Theatre group takes on Colten Boushie’s killing in documentary play Reasonable Doubt
Saskatoon-based theatre artist Joel Bernbaum wanted to make a work about Indigenous and non-Indigenous relations in his province; call it a truthful play about reconciliation.
A journalism school graduate and playwright, Bernbaum set out to create a piece of verbatim theatre, where the script is created entirely from actual things people have said – kind of like a documentary for the stage. Bernbaum did the first 50 interviews in 2015, funded by the Saskatchewan Arts Board Independent Artists program, and then he was commissioned by Persephone Theatre to continue the project.

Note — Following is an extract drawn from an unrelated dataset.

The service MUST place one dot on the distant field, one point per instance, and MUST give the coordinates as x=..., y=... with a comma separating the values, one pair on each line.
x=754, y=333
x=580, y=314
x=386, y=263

But where Bernbaum had hoped for truthful disclosures and real emotion – anger, grief, whatever – the responses he received were instead mostly banal.
Things like: “Oh yes, there are some challenges, but we’re getting along,” recalls his creative collaborator on this project, Yvette Nolan.
“Everyone was willing to talk and everyone was polite,” Bernbaum says.
“And then Colten Boushie drove onto that farm.”
On Aug. 9, 2016, Boushie, a young Cree man from the Red Pheasant First Nation, was shot and killed on a Saskatchewan farm belonging to Gerald Stanley. Boushie, 22, was shot at close range in the back of the head. Stanley, who is white, testified that it had been a freak accident, that the gun went off accidentally after he had fired two warning shots.
Stanley was charged with second-degree murder. On Feb. 9, 2018, Stanley was found not guilty of second-degree murder or manslaughter – by an all-white jury. The courtroom – the country – erupted. The deeply upsetting case polarized and galvanized Canadians.
Those polite interviews? “They got really real,” says the show’s other co-creator, Lancelot Knight.